RangerDave wrote:
Scenario: [snip] Replacing land with.... Art.
Question 1: If I sell the Art in Year 10 for $500k in cash, what amount, if any, do you think I should pay taxes on? What amount, if any, should the purchaser pay taxes on? What is the basis for your answer?
The only tax that should be levied is sales tax, and should be on the sale price. No tax on your income should be levied, because taxing income is deleterious to motivation.
RD wrote:
Question 2: If I trade the Art in Year 10 for some other tangible asset with a fair market value of $500k, what amount, if any, do you think I should pay taxes on? What amount, if any, should the counterparty to the trade (i.e. the recipient of the land) pay taxes on? In each case, what is the basis for your answer?

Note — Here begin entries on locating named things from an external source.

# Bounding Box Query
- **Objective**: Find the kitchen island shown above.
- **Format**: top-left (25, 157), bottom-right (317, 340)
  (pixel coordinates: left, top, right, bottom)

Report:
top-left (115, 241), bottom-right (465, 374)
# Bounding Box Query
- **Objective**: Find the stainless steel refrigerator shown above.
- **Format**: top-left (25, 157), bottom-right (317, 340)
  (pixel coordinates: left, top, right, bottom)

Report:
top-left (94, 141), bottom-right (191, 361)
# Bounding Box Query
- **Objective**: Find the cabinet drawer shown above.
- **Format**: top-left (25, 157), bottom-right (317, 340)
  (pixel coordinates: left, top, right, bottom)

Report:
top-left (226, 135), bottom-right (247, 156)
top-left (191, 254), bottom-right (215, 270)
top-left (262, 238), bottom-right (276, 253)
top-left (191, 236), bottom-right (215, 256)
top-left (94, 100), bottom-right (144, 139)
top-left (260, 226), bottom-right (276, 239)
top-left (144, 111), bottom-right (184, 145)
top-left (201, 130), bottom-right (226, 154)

The exchange is a two-part sale, and should have a sales tax levied on the total value of the exchange.
RD wrote:
Question 3: If I hire someone as an employee in Year 10 and compensate them by deeding the Art to them rather than paying a cash salary, what amount, if any, do you think I should pay taxes on? What amount, if any, do you think the employee should pay taxes on? In each case, what is the basis for your answer?
Not sure I fully get what you mean by this question, but no tax should be levied on income. Instead, this should be viewed as a barter, as above, and sales tax should be levied on the total transaction amount.
I should note that I am not determining who is responsible for the sales tax: buyer, seller, or a mix. I'd leave that to others.